Chad Ruhwedel laughed when he heard the question earlier this week in the Buffalo Sabres’ dressing room. He’s from San Diego, of all places, so he probably figured the topic was coming.
Did the Sabres’ newest defenseman surf much as a kid? Are you kidding?
“I used to go to the beach all the time, go bodyboarding with my buddies. All the time,” Ruhwedel said. “Absolutely. The beach was 10 minutes from my house, a couple quick exits on the highway. I used to go there pretty much every day in the summer – and often in the winter too.”
He had a good laugh at his punch line. There’s no regular surfing in Buffalo. And certainly not in, say, January.
But that’s how the 22-year-old grew up, cavorting in the Pacific in the shadow of the Mexican border. That’s not the normal upbringing for an NHL player.
Ruhwedel’s mother was a Chicago native and big Blackhawks fan and she offered to get him into skating around the time he was 5. Then came hockey and it all just clicked. It may seem odd, but California is starting to produce hockey players.
“They’re popping up rinks everywhere in California,” Ruhwedel said. “Youth programs are phenomenal and the coaching is incredible, just as good as it would be anywhere else. Guys are coming out from everywhere to help kids and a lot of young talent is coming out of there. It’s really exciting to see.”
While kids in Buffalo spend hours in places like the Northtown Center at Amherst, where the Sabres sometimes practice, Ruhwedel’s days were spent at places named San Diego Ice Arena or Isoplex Escondido. Or the rink in La Jolla’s University Town Center Mall.
“You don’t think there would be so many,” he said. “But there are like five rinks within 15 minutes of my house.”

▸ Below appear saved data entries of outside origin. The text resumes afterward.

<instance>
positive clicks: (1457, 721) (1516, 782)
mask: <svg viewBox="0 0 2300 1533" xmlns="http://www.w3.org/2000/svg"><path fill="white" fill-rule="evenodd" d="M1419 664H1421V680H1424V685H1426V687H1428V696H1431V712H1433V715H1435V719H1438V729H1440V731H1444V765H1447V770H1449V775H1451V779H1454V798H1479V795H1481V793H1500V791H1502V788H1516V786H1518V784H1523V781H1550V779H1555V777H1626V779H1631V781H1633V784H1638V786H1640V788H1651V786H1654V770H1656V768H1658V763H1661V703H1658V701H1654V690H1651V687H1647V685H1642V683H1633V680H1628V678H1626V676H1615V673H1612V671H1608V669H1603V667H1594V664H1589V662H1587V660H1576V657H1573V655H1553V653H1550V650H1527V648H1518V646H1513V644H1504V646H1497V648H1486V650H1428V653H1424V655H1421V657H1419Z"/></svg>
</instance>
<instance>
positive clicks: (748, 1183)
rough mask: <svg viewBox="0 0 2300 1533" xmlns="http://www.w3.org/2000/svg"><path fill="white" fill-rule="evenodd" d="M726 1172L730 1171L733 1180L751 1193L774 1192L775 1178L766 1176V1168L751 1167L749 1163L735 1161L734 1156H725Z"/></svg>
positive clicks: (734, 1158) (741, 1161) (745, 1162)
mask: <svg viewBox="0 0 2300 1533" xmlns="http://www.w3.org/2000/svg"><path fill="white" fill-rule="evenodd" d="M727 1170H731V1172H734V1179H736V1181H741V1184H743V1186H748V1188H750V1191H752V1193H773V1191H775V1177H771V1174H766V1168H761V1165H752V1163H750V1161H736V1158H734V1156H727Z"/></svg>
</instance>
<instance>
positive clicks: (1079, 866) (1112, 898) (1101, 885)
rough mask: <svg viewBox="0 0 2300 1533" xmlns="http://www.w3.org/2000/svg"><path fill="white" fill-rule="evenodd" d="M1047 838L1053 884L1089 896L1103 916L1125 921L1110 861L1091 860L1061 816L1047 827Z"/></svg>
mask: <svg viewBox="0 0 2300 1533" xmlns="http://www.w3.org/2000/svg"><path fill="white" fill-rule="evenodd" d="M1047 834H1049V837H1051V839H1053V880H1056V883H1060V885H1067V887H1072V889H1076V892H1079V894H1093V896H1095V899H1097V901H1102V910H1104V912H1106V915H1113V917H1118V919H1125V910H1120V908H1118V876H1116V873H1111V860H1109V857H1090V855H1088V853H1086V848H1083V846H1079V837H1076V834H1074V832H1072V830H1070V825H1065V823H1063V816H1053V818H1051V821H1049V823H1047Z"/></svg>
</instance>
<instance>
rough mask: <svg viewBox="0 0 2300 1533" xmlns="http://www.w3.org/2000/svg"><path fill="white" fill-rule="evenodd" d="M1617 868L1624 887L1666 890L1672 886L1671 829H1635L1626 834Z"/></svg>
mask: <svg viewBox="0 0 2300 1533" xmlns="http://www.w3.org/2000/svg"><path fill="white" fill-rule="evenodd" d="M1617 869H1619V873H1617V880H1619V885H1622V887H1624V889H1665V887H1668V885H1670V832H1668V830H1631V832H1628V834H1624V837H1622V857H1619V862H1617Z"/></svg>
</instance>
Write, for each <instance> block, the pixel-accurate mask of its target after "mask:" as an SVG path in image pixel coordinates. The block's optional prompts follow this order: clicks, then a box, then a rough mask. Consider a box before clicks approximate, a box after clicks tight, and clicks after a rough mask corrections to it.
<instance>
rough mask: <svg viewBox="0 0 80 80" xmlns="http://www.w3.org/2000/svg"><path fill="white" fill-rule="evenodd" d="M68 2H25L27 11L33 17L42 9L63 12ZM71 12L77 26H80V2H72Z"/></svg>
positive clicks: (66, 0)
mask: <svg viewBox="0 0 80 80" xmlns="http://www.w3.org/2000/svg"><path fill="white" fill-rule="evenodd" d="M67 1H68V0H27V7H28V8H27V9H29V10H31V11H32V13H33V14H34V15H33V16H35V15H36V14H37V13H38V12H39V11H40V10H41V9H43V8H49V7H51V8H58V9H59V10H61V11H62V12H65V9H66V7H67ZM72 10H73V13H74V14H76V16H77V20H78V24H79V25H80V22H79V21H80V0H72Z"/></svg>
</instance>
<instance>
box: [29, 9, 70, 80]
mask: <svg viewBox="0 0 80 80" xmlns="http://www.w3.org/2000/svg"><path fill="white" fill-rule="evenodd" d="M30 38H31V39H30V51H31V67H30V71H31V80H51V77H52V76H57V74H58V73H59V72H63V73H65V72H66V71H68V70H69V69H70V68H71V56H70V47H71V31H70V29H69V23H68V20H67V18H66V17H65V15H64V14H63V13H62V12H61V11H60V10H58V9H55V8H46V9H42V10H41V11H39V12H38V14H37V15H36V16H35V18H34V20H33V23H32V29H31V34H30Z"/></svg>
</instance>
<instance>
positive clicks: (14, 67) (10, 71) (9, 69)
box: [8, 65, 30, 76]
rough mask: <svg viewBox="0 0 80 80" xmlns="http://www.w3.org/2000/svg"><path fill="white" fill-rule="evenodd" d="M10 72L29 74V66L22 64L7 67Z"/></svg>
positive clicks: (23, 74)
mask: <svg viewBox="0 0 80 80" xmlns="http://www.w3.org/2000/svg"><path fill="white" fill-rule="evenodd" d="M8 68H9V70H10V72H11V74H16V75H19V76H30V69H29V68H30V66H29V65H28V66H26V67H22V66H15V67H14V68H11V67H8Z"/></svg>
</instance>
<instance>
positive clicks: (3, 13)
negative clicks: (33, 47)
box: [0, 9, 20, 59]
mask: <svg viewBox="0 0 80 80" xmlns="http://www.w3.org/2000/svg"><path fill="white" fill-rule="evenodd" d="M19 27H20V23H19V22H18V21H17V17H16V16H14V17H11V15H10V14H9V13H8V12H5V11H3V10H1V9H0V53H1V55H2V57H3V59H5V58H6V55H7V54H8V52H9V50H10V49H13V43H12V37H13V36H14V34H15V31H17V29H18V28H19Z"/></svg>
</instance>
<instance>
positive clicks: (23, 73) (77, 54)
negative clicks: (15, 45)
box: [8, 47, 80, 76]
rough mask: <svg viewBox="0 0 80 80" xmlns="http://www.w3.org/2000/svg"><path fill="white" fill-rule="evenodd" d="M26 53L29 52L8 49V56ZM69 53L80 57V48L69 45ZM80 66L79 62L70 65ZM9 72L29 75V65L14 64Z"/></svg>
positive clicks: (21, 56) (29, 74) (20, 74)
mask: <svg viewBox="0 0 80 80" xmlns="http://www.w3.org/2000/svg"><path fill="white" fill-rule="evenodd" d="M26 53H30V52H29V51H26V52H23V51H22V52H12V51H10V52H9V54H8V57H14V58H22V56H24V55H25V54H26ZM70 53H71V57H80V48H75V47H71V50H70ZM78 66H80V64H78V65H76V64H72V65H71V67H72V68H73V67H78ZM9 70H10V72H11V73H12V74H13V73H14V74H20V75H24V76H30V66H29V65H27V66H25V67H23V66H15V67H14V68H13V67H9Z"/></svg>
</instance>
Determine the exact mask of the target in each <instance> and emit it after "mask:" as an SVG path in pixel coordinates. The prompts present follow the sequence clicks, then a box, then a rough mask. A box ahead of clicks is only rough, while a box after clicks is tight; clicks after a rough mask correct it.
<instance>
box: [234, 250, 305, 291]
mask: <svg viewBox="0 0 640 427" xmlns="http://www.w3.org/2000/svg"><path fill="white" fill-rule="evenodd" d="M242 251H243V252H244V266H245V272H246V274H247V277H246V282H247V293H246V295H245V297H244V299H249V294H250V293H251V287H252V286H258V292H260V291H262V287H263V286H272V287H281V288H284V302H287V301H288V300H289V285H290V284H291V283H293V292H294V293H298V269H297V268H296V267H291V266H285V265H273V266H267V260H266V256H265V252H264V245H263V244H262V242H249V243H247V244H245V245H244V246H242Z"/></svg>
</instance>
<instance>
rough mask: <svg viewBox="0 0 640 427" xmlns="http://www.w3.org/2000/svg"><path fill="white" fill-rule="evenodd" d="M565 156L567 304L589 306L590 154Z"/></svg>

It’s all an outgrowth of Wayne Gretzky’s glory days in the early 1990s with the Los Angeles Kings. And it’s only getting bigger in the wake of the Anaheim Ducks’ Stanley Cup title in 2007 and the Kings’ triumph last year.
As an example, Long Beach has produced two recent first-round picks: Ducks winger Emerson Etem (the kid who trashed Buffalo during the 2011 World Junior Championships) was one of four Californians drafted in 2010, and Nashville defenseman Jonathan Blum, a first-rounder in ’07, has become a regular for the Predators.
Ruhwedel left California after high school to play for the Sioux Falls Stampede of the United States Hockey League, a team once captained by Thomas Vanek. Then he was recruited to UMass Lowell by former Niagara coach Blaise MacDonald.
MacDonald resigned in 2011 but Lowell’s program eventually grew to where it made the school’s first Frozen Four just two weeks ago in Pittsburgh. And two days after an overtime loss to Yale in the semifinals, Ruhwedel had signed his NHL contract and was in Buffalo.
He has played six games, averaging 13:52 of ice time. He has eight shots on goal, no points and an even rating. His highest amount of ice time was 16:59 in last Friday’s loss to the New York Rangers, a game he finished as a plus-1 even though his team lost, 8-4. His lowest total was 11:15 on April 14 against Tampa Bay and that was only because he missed a few shifts after getting clipped by a stick on the chin.
“I’ve definitely had to adjust to the speed here,” he said. “I’ve had a couple semi-decent games, trying to work every day so my life gets a little easier. Going to the next level, you have to dumb things down some at the start, simplify things and go step by step. Focus on making good passes breaking out, make plays when you have to. Anything like jumping into the offense after that is just a bonus.
Ruhwedel has been quiet on the ice, quick with his passes and not prone to many mistakes. Even though he’s just 5-foot-11 and 180 pounds, he’s got the skating skills to be able to go head-to-head in puck battles with bigger elite forwards such as Jaromir Jagr and Rick Nash and at least emerge with a standoff.
“That’s just the will of the player,” said interim coach Ron Rolston. “You see it all the time. It’s basically how much fight you have in you, the will to win puck battles and get himself in position. We’ve been very pleased with that part of his game. You can see the skating, some of the things he can do with the puck and his stick skills. His competitive nature is very good.”
That competitiveness helped Ruhwedel earn All-America honors at Lowell, which won its first Hockey East title. It helped him beat bigger schools that recruited him and some that hadn’t.
It’s the kind of will to win that goes back to those days of beach volleyball and hanging 10 on the waves of the Pacific.
“The Ducks and Kings winning Cups only helps out California guys,” he said. “It really shows that hockey is a great sport, something they’ll want to go after.”
The Sabres were off Wednesday. They’re scheduled to hold their final full practice today in First Niagara Center and play their season finale here Friday night against the New York Islanders.